Week 2 Report

The objective of this report is to show that I have loaded the appropriate data, performed exploratory data analysis, and performed basic n-gram modeling. To that end, this report is broken into the following sections:

  1. Project overview

  2. Data acquisition

  3. Data cleaning

  4. Exploratory data analysis

  5. Modeling

  6. Model testing

  7. Conclusion

1) Project overview

The structured nature of language forces sequences of words to appear time and time again. These recurring patterns make it possible to predict what users will write. Specifically, by looking at the preceding few words, one should be able to predict the following few words. Here, I used data available from HC Corpora, which includes text scraped from blogs, to begin the modeling pipeline. I first downloaded the data and loaded it into R, see below.

2) Data acquisition

Download data

# fileUrl <- "https://d396qusza40orc.cloudfront.net/dsscapstone/dataset/Coursera-SwiftKey.zip"
# download.file(fileUrl)
print(paste("Downloaded: ",date(),sep=""))
## [1] "Downloaded: Wed Feb 15 23:07:56 2017"
# unzip("SwiftKey.zip")

Create connections to the data This includes a text document added to the “Coursera-SwiftKey/final/en_US” directory titled “badWords.txt” that contains a new line separated list of bad words. This list was obtained from “https://github.com/shutterstock/List-of-Dirty-Naughty-Obscene-and-Otherwise-Bad-Words/blob/master/en”.

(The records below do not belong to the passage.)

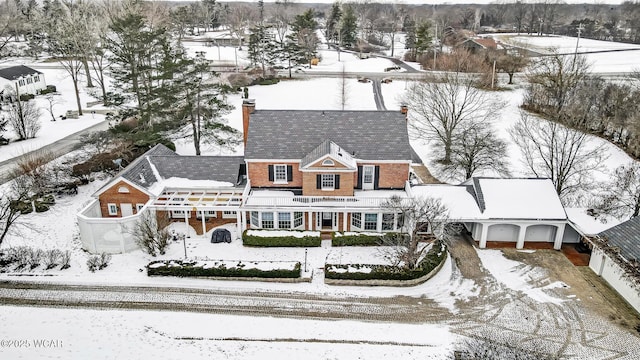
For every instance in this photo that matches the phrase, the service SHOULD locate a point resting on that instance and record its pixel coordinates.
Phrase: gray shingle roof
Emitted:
(292, 134)
(625, 236)
(14, 72)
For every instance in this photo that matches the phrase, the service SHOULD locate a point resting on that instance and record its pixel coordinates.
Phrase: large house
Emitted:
(313, 170)
(21, 79)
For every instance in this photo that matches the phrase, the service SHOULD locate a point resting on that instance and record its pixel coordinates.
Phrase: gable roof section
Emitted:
(534, 199)
(15, 72)
(626, 237)
(292, 134)
(329, 148)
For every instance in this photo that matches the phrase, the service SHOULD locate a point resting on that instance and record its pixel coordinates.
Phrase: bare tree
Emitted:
(151, 234)
(554, 151)
(415, 216)
(478, 150)
(441, 105)
(24, 118)
(620, 197)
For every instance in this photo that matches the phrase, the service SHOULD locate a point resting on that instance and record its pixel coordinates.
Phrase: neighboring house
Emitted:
(616, 258)
(21, 78)
(313, 170)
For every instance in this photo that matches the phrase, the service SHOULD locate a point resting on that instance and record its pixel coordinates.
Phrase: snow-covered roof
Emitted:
(518, 199)
(587, 224)
(458, 201)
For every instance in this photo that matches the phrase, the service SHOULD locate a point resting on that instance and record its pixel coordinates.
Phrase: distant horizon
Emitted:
(415, 2)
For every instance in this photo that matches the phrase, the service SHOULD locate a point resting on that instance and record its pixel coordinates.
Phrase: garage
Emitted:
(540, 233)
(503, 232)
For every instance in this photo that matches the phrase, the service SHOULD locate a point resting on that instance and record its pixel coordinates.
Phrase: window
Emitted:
(356, 220)
(370, 221)
(267, 220)
(387, 222)
(207, 214)
(284, 220)
(280, 173)
(228, 214)
(328, 181)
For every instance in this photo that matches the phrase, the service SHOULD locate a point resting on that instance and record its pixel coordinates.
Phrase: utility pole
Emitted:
(575, 54)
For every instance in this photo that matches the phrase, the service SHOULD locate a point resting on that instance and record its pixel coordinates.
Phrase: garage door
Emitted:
(503, 232)
(546, 233)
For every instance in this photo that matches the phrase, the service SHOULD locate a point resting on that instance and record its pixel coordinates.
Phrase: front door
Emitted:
(127, 209)
(368, 173)
(327, 220)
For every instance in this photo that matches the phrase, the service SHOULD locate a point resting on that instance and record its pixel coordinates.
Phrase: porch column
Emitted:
(521, 234)
(239, 223)
(204, 225)
(557, 244)
(483, 235)
(344, 221)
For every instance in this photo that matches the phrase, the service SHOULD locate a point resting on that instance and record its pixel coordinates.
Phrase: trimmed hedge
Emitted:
(280, 241)
(433, 258)
(188, 268)
(357, 240)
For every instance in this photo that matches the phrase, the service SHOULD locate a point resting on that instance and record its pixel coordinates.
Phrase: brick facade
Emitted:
(116, 195)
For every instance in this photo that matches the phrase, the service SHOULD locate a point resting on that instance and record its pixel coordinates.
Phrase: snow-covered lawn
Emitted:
(95, 334)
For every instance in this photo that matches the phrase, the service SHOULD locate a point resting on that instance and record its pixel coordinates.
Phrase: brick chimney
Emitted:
(248, 107)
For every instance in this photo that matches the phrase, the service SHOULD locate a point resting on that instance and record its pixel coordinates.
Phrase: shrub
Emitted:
(433, 258)
(98, 262)
(278, 241)
(339, 239)
(191, 268)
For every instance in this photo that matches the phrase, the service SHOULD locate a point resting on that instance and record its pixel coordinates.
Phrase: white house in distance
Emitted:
(23, 78)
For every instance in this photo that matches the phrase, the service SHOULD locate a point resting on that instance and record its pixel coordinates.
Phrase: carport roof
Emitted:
(626, 237)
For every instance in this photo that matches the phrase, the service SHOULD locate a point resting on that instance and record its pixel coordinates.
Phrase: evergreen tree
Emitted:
(348, 27)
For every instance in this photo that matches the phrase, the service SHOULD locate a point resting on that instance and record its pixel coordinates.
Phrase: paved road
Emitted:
(58, 148)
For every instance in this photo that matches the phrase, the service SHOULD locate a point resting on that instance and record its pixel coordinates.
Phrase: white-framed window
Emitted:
(356, 220)
(388, 222)
(370, 221)
(284, 220)
(229, 214)
(328, 181)
(280, 173)
(207, 214)
(267, 220)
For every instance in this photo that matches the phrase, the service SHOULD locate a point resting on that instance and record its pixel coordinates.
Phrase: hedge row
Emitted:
(189, 268)
(280, 241)
(433, 258)
(338, 239)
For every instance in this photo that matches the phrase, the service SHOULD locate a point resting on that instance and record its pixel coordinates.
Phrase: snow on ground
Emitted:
(171, 335)
(608, 62)
(52, 131)
(516, 276)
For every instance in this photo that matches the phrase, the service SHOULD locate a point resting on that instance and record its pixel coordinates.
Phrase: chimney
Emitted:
(248, 107)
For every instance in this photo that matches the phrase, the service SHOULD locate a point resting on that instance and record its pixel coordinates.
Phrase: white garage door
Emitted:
(503, 232)
(542, 233)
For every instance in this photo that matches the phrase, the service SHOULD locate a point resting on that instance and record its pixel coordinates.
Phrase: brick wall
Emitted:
(114, 196)
(391, 175)
(309, 185)
(258, 173)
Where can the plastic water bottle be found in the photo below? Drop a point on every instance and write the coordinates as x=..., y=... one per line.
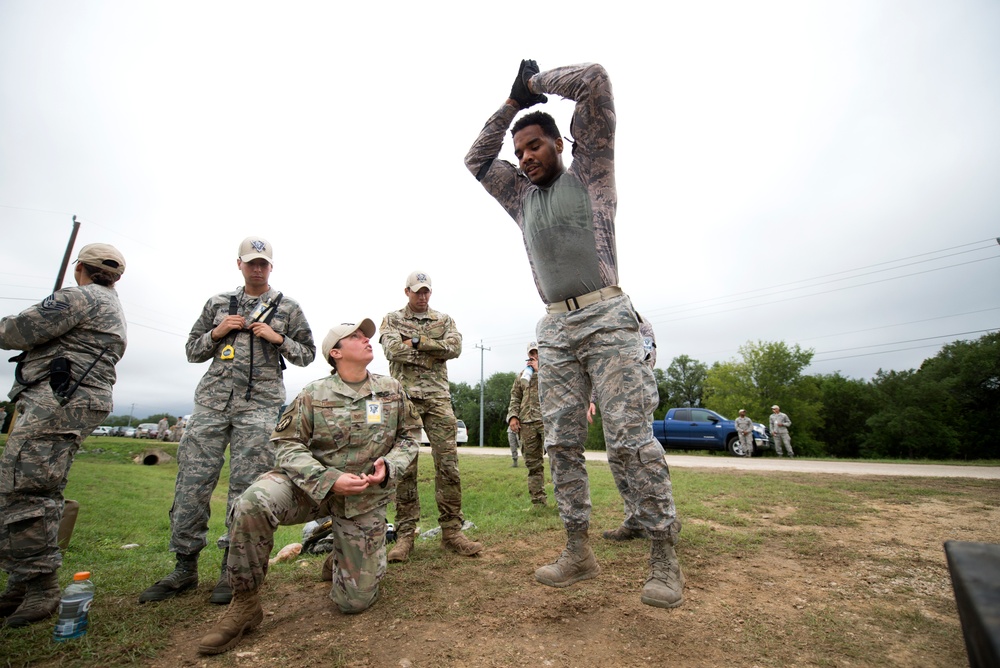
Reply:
x=74, y=608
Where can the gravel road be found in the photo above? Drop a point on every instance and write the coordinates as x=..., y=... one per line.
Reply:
x=719, y=461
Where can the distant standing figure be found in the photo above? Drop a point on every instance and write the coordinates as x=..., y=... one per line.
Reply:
x=514, y=445
x=524, y=417
x=779, y=430
x=247, y=334
x=418, y=341
x=744, y=430
x=72, y=341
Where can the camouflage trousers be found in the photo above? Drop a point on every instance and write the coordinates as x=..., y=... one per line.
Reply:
x=440, y=425
x=273, y=500
x=33, y=473
x=746, y=442
x=200, y=457
x=531, y=436
x=599, y=346
x=783, y=439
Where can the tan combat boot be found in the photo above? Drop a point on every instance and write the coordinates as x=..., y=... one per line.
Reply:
x=242, y=615
x=455, y=541
x=401, y=552
x=665, y=585
x=41, y=600
x=577, y=562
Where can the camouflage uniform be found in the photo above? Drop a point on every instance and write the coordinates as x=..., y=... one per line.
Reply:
x=569, y=235
x=75, y=323
x=514, y=445
x=779, y=424
x=224, y=415
x=524, y=406
x=424, y=375
x=325, y=433
x=631, y=521
x=744, y=431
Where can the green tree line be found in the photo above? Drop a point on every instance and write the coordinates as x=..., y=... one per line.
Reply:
x=949, y=408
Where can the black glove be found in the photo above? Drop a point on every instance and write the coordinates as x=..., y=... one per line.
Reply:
x=519, y=92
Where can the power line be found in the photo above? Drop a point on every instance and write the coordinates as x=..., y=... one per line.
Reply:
x=902, y=324
x=896, y=343
x=729, y=297
x=824, y=292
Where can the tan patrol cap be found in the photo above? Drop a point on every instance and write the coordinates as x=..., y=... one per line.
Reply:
x=255, y=247
x=417, y=280
x=104, y=256
x=344, y=330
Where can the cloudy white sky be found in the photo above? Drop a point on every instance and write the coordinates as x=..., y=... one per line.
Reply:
x=820, y=173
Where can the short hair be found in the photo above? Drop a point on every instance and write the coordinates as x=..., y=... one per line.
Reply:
x=539, y=118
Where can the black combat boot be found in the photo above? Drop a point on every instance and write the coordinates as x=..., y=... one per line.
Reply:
x=223, y=593
x=184, y=577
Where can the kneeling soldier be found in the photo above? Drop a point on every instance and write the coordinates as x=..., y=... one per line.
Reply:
x=340, y=447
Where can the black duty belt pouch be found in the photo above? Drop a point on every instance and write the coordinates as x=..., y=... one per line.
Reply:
x=59, y=376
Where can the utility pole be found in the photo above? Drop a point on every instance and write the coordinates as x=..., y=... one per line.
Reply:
x=482, y=388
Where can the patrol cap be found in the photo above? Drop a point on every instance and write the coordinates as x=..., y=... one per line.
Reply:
x=417, y=280
x=255, y=247
x=104, y=256
x=343, y=330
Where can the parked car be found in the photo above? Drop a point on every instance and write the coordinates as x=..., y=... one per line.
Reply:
x=147, y=430
x=702, y=429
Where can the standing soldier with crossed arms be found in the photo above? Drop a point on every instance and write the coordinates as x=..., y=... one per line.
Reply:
x=247, y=334
x=418, y=341
x=524, y=416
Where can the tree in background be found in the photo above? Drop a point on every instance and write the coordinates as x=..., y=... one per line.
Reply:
x=465, y=404
x=848, y=403
x=949, y=408
x=911, y=421
x=970, y=373
x=684, y=382
x=769, y=372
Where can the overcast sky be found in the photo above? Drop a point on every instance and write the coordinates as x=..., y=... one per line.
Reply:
x=821, y=173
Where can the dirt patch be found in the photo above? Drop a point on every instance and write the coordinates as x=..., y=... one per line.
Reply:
x=874, y=594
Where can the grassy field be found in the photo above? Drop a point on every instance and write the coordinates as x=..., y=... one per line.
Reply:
x=123, y=503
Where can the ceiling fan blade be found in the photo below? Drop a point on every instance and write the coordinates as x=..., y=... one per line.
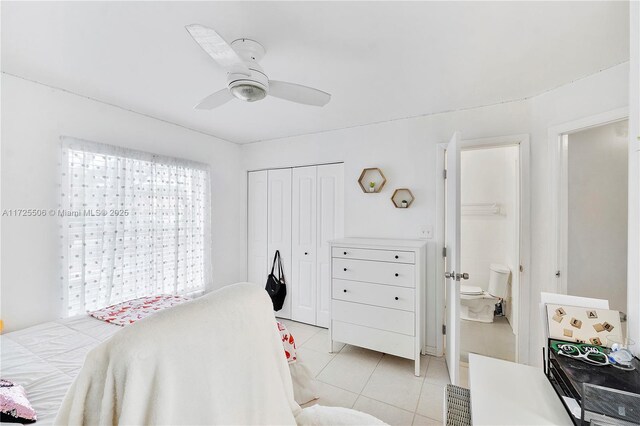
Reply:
x=297, y=93
x=221, y=52
x=216, y=99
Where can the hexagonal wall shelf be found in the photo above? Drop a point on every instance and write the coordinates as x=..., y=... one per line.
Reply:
x=369, y=175
x=402, y=198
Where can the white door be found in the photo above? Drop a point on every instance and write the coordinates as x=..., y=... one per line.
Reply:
x=302, y=282
x=452, y=243
x=330, y=225
x=279, y=226
x=257, y=262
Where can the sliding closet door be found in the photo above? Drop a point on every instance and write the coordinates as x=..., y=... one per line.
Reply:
x=330, y=225
x=257, y=262
x=279, y=226
x=303, y=242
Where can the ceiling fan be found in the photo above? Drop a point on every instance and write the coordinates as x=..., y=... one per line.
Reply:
x=245, y=78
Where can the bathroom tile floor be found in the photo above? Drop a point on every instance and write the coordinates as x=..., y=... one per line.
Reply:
x=494, y=339
x=376, y=383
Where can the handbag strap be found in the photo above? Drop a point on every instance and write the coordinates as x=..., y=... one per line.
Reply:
x=280, y=268
x=276, y=258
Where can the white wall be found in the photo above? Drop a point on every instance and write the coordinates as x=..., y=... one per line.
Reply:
x=33, y=119
x=406, y=151
x=597, y=213
x=489, y=176
x=633, y=274
x=596, y=94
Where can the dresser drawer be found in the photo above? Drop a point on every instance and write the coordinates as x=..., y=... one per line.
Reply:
x=369, y=254
x=399, y=274
x=374, y=294
x=387, y=319
x=371, y=338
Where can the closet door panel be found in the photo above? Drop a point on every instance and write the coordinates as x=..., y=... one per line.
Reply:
x=257, y=262
x=303, y=281
x=279, y=227
x=330, y=195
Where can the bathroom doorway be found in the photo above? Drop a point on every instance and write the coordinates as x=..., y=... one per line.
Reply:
x=490, y=251
x=494, y=246
x=592, y=198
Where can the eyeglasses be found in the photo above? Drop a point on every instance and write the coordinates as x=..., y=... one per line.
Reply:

conT <- file("Coursera-SwiftKey/final/en_US/en_US.twitter.txt","r") #Twitter
conB <- file("Coursera-SwiftKey/final/en_US/en_US.blogs.txt","r") #Blogs
conN <- file("Coursera-SwiftKey/final/en_US/en_US.news.txt","r") #News

conBad <- file("Coursera-SwiftKey/final/en_US/badWords.txt","r") #Bad words

Test data loading

readLines(conT, 1)
## [1] "How are you? Btw thanks for the RT. You gonna be in DC anytime soon? Love to see you. Been way, way too long."
readLines(conB, 1)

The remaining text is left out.